TPP is referenced quite a lot in modern TDD/XP literature and I encourage you to read up on it and practice using it. I do use it myself when reasoning about code but I find it tricky to use as a test selection heuristic. It’s just too much mental gymnastics to go over the test list each time and see which one could be implemented by using the “highest priority transformation”. There’s a great write-up on how you can use TPP this way on the 8th light blog.
What TPP does provide is a prioritised and explicit list that can be used if you’re new to this gig. A great addition to your toolbox if you’re just starting with your TDD journey and could use some shu-level guidance!
#3 One step tests
This is another gem from [Beck], the “one step tests” heuristic:
Which test should you pick next from the list? Pick a test that will teach you something and that you are confident you can implement.[…]When I look at a Test List, I think, “That’s obvious, that’s obvious, I have no idea, obvious, what was I thinking about with that one, ah, this one I can do.” That last test is the test I implement next. It didn’t strike me as obvious, but I’m also confident I can make it work.Kent Beck, Test Driven Development By Example
Again there are some subtle points to discover when working with this heuristic. It has both a “lower bound” and an “upper bound” on the step size:
- Only write a test that will influence the design. If a test will not force any change to the code under test, it might not be worth writing.
- From all tests that will force a code change, pick the one that introduces the smallest new “facet”.
Lots of other people use this heuristic. In my research I encountered these two great explanations:
- JB Rainsberger uses this heuristic in his online course World’s best (and gentlest) introduction to TDD which I wholeheartedly recommend.

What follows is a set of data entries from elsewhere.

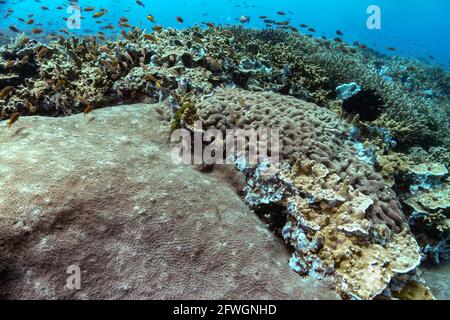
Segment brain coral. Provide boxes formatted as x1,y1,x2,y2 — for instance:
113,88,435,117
197,89,406,232
197,89,421,299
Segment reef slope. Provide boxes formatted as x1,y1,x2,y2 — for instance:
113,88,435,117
0,105,337,299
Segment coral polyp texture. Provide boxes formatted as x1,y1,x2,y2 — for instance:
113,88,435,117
197,89,421,299
0,13,450,299
197,89,407,232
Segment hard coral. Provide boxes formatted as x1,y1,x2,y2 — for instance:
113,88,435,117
197,89,406,232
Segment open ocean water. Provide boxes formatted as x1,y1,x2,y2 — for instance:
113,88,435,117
0,0,450,300
0,0,450,69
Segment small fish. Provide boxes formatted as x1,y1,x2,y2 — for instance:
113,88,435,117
92,11,105,18
9,25,20,33
144,33,157,42
37,47,48,59
0,86,15,99
239,16,250,24
239,97,247,109
83,104,94,116
8,112,20,128
155,108,166,117
152,26,163,32
55,80,66,90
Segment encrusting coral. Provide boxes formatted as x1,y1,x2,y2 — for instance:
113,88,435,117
0,26,450,299
197,89,421,299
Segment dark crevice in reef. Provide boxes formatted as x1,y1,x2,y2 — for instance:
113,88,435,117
342,90,383,121
254,203,287,238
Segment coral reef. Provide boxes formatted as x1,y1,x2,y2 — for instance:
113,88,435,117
0,104,339,300
0,27,450,148
0,25,450,299
192,89,421,299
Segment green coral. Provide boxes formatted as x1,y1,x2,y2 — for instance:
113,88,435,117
171,102,198,131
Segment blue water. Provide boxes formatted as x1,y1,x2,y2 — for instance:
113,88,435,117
0,0,450,69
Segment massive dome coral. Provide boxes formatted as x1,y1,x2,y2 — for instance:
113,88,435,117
197,89,406,232
197,89,421,299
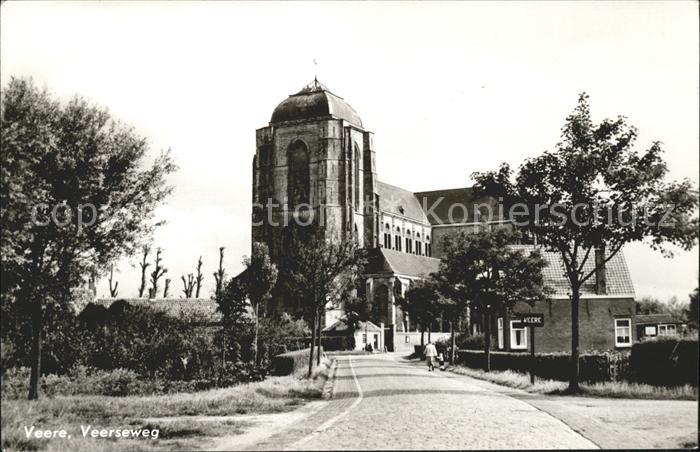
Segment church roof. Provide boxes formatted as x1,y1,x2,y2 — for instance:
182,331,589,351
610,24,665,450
365,248,440,278
512,245,634,298
377,181,428,224
270,79,362,127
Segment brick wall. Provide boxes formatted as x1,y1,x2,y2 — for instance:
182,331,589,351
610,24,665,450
504,298,636,353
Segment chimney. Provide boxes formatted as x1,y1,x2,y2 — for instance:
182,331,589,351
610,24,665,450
595,246,608,295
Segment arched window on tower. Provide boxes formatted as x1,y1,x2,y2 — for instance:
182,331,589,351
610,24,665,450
287,140,310,209
353,144,362,212
384,223,391,250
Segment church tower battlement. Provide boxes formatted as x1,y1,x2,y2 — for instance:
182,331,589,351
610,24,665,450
252,79,379,259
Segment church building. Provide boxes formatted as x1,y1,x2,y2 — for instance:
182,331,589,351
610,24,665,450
252,80,634,350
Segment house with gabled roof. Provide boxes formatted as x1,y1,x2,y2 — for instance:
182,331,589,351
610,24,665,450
252,79,635,351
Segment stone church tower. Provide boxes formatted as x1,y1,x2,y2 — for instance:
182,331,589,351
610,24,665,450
252,79,378,260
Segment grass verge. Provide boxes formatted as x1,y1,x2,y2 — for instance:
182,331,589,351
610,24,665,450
449,366,698,400
0,359,330,451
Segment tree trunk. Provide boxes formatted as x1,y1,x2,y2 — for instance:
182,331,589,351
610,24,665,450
316,312,323,366
29,297,42,400
569,284,580,393
309,310,316,378
483,309,491,372
450,320,456,365
253,303,260,366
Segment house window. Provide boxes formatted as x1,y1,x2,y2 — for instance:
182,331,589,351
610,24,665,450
510,320,527,350
615,319,632,347
659,325,676,336
498,317,503,350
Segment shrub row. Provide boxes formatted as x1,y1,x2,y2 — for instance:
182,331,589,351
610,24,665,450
270,347,323,376
457,350,629,382
2,365,265,399
630,337,698,387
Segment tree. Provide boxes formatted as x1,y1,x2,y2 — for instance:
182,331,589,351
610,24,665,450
148,248,168,298
440,229,550,372
139,245,151,298
473,93,698,392
163,278,172,298
396,279,440,349
212,246,226,297
109,265,119,298
243,242,277,365
180,273,194,298
196,256,204,298
285,227,366,376
0,78,176,399
685,287,698,330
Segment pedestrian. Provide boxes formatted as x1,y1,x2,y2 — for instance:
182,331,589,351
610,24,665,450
423,342,437,372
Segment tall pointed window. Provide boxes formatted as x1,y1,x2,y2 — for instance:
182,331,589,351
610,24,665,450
287,140,310,209
353,144,362,211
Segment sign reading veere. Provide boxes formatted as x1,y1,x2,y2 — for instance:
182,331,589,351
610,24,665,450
513,314,544,328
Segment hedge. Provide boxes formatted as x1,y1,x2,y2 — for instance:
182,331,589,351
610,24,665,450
457,350,629,382
630,337,698,386
270,347,323,376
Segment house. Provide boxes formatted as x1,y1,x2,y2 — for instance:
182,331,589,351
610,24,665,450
635,314,684,340
496,245,637,353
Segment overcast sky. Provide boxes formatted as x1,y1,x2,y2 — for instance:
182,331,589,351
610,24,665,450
0,2,699,301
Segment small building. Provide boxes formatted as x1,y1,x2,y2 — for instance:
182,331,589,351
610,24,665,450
635,314,683,340
321,318,384,351
496,245,637,353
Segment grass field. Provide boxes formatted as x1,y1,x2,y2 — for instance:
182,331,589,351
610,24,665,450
1,360,329,451
450,366,698,400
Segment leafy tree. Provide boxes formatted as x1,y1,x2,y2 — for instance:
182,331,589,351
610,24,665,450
473,93,698,392
285,227,366,376
0,78,175,399
440,229,550,371
242,242,278,364
396,279,440,349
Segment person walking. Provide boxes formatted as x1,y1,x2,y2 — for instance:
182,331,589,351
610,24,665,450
423,342,437,372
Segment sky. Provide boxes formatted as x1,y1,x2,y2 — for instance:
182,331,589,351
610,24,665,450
0,1,700,301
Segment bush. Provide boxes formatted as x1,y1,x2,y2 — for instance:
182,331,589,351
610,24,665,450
630,337,698,387
270,347,323,376
457,350,629,382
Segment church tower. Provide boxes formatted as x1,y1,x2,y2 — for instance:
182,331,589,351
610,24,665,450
252,79,379,260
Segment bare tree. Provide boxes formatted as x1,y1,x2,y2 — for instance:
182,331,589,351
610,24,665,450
163,278,172,298
109,265,119,298
149,248,168,298
139,245,151,298
196,256,204,298
214,246,226,298
180,273,194,298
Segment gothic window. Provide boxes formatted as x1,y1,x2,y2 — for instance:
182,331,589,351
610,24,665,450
353,144,362,211
287,140,310,209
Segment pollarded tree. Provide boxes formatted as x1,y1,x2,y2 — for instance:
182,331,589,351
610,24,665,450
242,242,278,365
473,93,698,392
284,226,366,376
439,229,551,371
0,78,176,399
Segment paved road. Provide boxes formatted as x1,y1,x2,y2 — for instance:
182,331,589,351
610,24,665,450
249,355,596,450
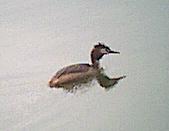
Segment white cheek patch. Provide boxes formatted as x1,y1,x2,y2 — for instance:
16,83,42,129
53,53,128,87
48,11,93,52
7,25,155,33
100,49,108,54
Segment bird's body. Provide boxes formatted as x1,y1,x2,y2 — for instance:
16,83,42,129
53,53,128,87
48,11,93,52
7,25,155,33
49,43,125,89
50,64,100,87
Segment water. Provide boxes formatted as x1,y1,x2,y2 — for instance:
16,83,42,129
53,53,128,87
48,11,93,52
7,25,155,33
0,0,169,131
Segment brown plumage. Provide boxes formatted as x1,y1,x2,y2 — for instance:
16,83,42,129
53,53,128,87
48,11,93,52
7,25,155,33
49,42,125,89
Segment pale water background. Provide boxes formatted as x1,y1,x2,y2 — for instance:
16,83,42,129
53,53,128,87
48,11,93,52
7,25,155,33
0,0,169,131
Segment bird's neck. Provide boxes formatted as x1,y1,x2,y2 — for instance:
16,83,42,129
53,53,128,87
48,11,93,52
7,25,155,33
92,60,100,69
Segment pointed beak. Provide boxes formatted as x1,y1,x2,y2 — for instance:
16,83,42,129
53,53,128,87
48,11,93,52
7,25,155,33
109,50,120,54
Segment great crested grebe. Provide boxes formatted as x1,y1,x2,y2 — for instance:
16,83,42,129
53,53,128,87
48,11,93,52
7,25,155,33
49,42,125,90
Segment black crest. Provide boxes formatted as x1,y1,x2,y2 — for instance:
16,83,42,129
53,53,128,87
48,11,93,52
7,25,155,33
94,42,109,49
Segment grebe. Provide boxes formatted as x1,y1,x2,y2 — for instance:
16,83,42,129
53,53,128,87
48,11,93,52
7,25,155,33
49,42,125,90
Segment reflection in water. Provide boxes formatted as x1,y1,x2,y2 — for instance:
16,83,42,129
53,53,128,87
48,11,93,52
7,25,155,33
97,70,126,90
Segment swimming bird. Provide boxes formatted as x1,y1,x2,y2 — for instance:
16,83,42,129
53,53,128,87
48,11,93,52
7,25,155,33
48,42,125,90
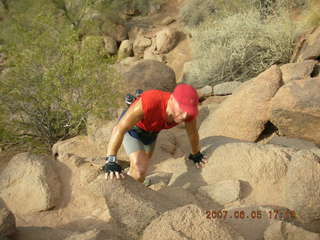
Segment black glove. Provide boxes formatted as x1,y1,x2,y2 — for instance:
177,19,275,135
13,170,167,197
102,156,122,173
189,152,204,163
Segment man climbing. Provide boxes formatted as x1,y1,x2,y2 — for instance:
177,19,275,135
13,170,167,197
103,84,207,182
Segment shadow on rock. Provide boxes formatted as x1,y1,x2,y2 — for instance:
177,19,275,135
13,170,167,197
200,136,249,158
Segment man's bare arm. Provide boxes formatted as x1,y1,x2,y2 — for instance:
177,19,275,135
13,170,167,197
186,119,208,168
107,99,143,156
185,118,200,154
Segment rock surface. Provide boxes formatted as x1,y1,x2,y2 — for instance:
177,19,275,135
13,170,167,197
199,66,282,141
142,205,244,240
199,180,240,205
0,153,60,214
156,27,179,54
0,201,16,238
280,60,317,84
123,60,176,92
284,150,320,232
264,221,320,240
213,81,242,96
270,77,320,144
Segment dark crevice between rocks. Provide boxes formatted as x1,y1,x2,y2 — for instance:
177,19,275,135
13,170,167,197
256,121,278,142
310,63,320,77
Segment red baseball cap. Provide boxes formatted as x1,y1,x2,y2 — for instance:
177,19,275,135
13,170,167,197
172,83,199,117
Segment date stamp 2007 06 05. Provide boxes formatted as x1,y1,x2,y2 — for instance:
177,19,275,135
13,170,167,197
205,210,296,220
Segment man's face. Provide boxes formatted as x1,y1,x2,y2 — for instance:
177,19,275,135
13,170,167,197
172,97,188,123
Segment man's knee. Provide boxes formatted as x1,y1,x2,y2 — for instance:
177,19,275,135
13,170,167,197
128,152,149,181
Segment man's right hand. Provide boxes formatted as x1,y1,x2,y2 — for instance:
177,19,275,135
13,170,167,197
102,156,124,179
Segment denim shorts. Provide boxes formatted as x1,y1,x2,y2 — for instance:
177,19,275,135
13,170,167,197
123,132,156,155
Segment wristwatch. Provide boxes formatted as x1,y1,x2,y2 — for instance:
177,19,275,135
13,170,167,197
106,155,117,162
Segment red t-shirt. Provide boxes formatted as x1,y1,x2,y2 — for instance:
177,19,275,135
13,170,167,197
136,90,177,132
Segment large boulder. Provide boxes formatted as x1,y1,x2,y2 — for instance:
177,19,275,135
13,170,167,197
156,27,179,54
0,153,60,214
118,40,132,60
142,205,244,240
103,36,118,55
198,180,240,205
292,27,320,62
270,77,320,144
133,35,152,56
101,20,128,42
264,221,320,240
123,60,176,93
280,60,317,84
0,200,16,238
213,81,242,96
88,174,177,239
201,143,295,186
199,66,282,141
52,136,107,158
283,150,320,232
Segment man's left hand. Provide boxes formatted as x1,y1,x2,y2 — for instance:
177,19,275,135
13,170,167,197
189,151,208,168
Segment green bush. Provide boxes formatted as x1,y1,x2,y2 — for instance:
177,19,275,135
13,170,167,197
299,0,320,33
180,0,310,27
180,0,216,27
0,6,119,150
186,10,295,86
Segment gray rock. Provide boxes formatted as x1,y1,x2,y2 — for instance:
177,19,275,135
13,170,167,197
264,221,320,240
0,153,60,214
197,86,213,98
198,180,240,205
118,40,133,60
142,205,244,240
0,200,16,238
199,66,282,141
270,77,320,144
293,27,320,62
133,35,152,56
123,60,176,93
280,60,317,84
268,136,317,149
283,150,320,232
103,36,118,55
155,27,179,54
161,16,176,26
213,81,242,96
201,140,296,187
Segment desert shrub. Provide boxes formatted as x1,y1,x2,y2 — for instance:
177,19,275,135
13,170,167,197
298,0,320,33
180,0,310,27
0,6,119,147
180,0,216,27
186,10,294,86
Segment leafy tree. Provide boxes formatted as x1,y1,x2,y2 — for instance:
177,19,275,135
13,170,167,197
0,1,119,150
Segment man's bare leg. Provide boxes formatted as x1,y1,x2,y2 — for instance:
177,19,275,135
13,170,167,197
128,150,152,182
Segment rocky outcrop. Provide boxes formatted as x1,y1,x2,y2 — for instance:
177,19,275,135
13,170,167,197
118,40,133,60
0,200,16,238
0,153,60,214
291,27,320,62
142,205,244,240
198,180,240,205
201,143,294,186
103,36,118,55
264,221,320,240
155,28,179,54
123,60,176,93
213,81,242,96
88,175,177,239
284,150,320,232
133,35,152,56
200,66,282,141
270,77,320,144
280,60,317,84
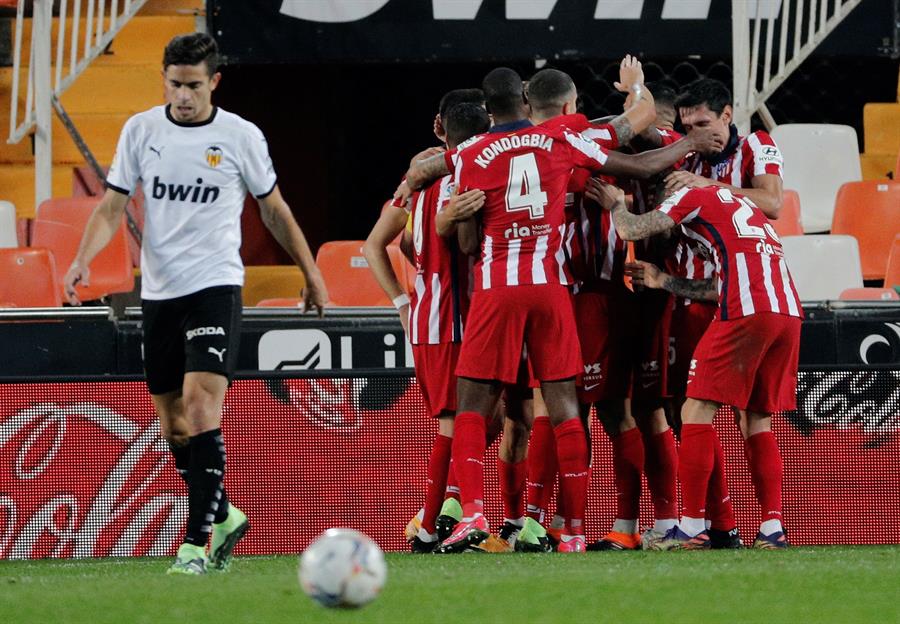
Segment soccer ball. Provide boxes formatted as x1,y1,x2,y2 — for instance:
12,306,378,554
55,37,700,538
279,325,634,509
299,529,387,607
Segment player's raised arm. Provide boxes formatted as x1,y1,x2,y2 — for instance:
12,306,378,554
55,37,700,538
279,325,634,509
363,203,409,332
601,129,722,180
63,189,128,305
256,185,328,316
585,178,675,240
625,260,719,301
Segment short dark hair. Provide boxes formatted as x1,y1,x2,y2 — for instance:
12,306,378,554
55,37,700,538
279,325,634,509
163,33,219,76
481,67,525,116
443,102,491,146
528,69,575,111
676,78,732,115
438,89,484,120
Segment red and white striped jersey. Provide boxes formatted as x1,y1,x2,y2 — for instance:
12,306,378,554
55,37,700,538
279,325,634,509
445,121,607,290
409,175,470,344
682,130,784,188
659,186,803,321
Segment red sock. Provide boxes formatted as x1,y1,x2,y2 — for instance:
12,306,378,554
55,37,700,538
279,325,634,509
678,424,716,518
747,431,784,522
612,427,644,520
528,416,556,522
452,412,486,518
706,436,737,531
643,429,678,520
553,418,588,535
497,457,528,520
422,434,453,533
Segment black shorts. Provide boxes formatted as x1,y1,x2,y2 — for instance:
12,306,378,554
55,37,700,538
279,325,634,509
141,286,242,394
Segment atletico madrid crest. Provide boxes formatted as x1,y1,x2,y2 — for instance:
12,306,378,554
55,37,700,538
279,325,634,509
206,145,222,168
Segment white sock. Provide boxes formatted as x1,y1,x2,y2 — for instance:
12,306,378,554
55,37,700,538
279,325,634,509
678,516,706,537
416,529,437,543
759,520,784,535
653,518,678,533
613,518,637,535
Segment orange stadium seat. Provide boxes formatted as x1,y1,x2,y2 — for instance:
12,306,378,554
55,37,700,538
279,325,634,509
884,234,900,288
770,191,803,237
316,241,408,307
841,288,900,301
831,180,900,279
0,247,62,308
31,218,134,301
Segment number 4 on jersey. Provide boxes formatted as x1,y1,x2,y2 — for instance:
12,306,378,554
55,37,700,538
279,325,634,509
506,153,547,219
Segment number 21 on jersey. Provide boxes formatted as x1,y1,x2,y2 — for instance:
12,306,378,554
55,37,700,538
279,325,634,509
506,152,547,219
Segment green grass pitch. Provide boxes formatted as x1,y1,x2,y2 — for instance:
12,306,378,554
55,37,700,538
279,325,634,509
0,546,900,624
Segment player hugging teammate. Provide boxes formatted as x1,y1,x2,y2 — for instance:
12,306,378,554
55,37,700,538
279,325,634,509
367,56,802,553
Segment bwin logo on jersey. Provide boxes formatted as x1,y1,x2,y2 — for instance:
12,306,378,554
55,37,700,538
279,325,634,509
153,176,219,204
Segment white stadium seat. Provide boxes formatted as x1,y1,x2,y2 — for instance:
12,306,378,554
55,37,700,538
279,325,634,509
0,200,19,249
772,124,862,232
781,234,863,301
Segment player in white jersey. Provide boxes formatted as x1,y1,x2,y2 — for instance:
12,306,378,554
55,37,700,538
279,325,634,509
65,33,328,575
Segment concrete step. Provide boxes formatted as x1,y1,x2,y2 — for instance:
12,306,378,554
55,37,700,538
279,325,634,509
0,165,79,219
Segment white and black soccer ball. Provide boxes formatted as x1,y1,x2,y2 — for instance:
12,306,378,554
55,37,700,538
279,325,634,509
299,529,387,607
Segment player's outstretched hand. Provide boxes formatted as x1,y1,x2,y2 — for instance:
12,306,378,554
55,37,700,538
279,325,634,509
613,54,644,93
625,260,666,288
63,259,91,305
300,270,328,318
665,171,712,196
444,188,484,221
584,178,625,210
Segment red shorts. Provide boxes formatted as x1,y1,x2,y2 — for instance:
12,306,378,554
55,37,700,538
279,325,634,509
631,289,673,401
412,342,460,418
687,312,801,414
573,286,636,404
668,301,718,397
456,284,581,384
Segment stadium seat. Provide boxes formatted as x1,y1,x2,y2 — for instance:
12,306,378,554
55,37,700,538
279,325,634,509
31,218,134,301
863,102,900,154
241,264,306,306
316,241,408,307
781,234,863,301
772,124,862,232
831,180,900,279
884,234,900,288
769,191,803,237
841,288,900,301
0,247,62,308
0,201,19,248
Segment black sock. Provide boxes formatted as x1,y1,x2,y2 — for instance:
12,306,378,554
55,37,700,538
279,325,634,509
184,429,225,546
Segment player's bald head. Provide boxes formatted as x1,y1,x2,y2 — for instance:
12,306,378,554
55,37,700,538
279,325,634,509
528,69,578,117
481,67,525,117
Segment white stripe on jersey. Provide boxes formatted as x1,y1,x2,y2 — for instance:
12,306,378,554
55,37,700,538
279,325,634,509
506,238,522,286
778,258,800,316
409,275,425,344
553,223,567,284
759,254,781,312
428,273,441,344
598,218,616,280
725,253,756,316
531,234,550,284
481,235,494,290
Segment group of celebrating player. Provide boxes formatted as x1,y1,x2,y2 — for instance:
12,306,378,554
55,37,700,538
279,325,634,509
364,56,802,553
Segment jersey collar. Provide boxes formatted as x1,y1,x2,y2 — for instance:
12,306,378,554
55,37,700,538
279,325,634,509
166,104,219,128
703,124,741,167
488,119,534,134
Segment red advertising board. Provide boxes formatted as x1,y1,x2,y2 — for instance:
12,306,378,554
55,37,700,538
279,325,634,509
0,371,900,559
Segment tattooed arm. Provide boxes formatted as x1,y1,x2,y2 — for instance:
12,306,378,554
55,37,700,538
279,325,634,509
625,260,719,301
584,178,675,240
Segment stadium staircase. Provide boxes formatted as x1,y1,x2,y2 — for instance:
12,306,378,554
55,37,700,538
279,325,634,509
0,0,203,224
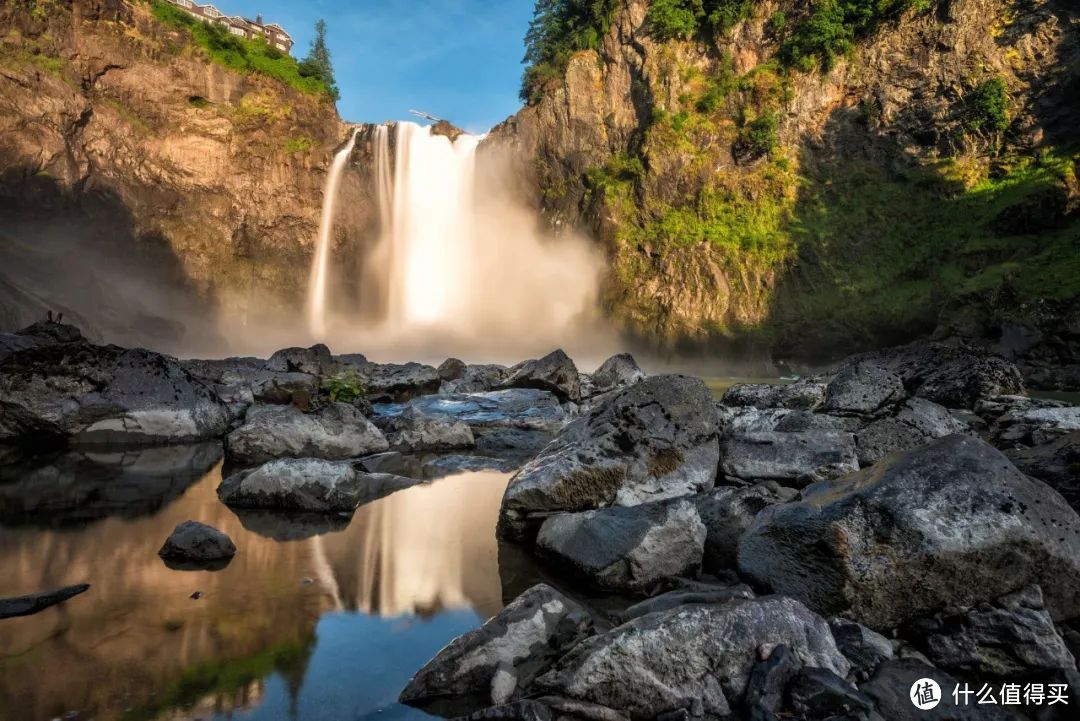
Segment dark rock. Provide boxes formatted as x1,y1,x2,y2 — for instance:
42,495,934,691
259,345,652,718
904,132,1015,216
536,596,849,719
400,584,593,706
217,459,419,513
382,406,476,452
691,481,798,571
822,361,907,416
787,668,874,720
0,583,90,618
1005,431,1080,509
720,431,859,488
435,358,469,381
739,435,1080,630
499,376,719,539
158,520,237,563
501,350,581,403
226,403,390,465
743,643,802,721
264,343,336,377
828,618,895,679
912,586,1076,680
0,342,229,445
537,499,705,590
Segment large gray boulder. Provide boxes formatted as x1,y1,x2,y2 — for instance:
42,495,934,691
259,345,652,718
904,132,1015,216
226,403,390,465
0,342,229,445
691,481,798,571
500,349,581,403
217,459,420,513
383,406,476,453
400,584,593,706
536,596,850,719
537,499,705,590
739,435,1080,630
499,376,719,539
720,431,859,488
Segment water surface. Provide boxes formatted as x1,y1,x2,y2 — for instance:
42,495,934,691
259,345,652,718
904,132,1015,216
0,447,509,721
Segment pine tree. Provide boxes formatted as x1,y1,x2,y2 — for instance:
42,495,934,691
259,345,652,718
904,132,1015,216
299,19,341,100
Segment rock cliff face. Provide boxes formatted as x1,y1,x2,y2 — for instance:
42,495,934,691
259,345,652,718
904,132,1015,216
0,0,366,352
488,0,1080,383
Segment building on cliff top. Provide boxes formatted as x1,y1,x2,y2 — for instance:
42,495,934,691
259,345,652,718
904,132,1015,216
168,0,293,53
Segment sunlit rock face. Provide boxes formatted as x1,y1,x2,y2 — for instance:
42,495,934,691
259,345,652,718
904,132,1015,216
0,459,507,719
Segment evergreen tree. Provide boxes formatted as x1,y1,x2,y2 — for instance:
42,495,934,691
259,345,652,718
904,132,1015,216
299,19,341,100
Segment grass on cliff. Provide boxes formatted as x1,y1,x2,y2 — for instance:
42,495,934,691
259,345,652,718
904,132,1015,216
150,0,332,97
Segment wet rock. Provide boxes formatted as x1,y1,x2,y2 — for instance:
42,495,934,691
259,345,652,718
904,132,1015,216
499,376,719,539
720,431,859,488
910,586,1076,679
217,459,419,513
828,618,895,680
382,406,476,452
158,520,237,563
620,582,754,622
822,361,907,416
226,403,390,465
855,398,969,467
739,435,1080,630
435,358,469,381
264,343,336,377
400,584,593,706
0,342,229,445
590,353,645,395
537,500,705,590
787,668,874,720
0,583,90,618
537,596,849,719
501,349,581,403
1005,431,1080,509
743,643,802,721
691,481,798,571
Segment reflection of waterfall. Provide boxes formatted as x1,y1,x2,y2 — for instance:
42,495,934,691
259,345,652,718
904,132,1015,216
308,131,359,339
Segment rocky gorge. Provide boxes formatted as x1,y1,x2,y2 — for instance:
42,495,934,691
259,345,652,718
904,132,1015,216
0,323,1080,720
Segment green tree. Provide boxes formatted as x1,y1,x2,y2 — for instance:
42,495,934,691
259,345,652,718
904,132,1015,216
299,19,341,100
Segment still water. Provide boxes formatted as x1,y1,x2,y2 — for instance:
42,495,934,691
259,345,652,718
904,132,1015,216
0,446,509,721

- The blog post Avoid getting stuck or what’s the next test by jenslukowski arrives at the same conclusions and coins the “facet” term.
A worked example
All that theory might sound fine and dandy, but what does it mean in practice? You can watch a screencast of me using these heuristics on an example right here.
Thinking about these heuristics has led me to arrive at the following conclusion on how to “pick the next test” when test-driving code.
Both TPP and one step tests are expressing the same idea, be it framed as “select the test that requires the highest-priority transformation” or “select the test that forces you to take one and only one step ahead”. Gold and thorns splits the test list in 2 distinct categories which you can put focus on. TPP provides an explicit-but-very-cognitively-intensive approach, “one step tests” have more of a “gut feeling” approach.
So in closing, the full heuristic I use when selecting the next test:
Start with a kernel. Get rid of some thorns but focus on the gold.
Pick the test that forces you to add one (and only one) new facet.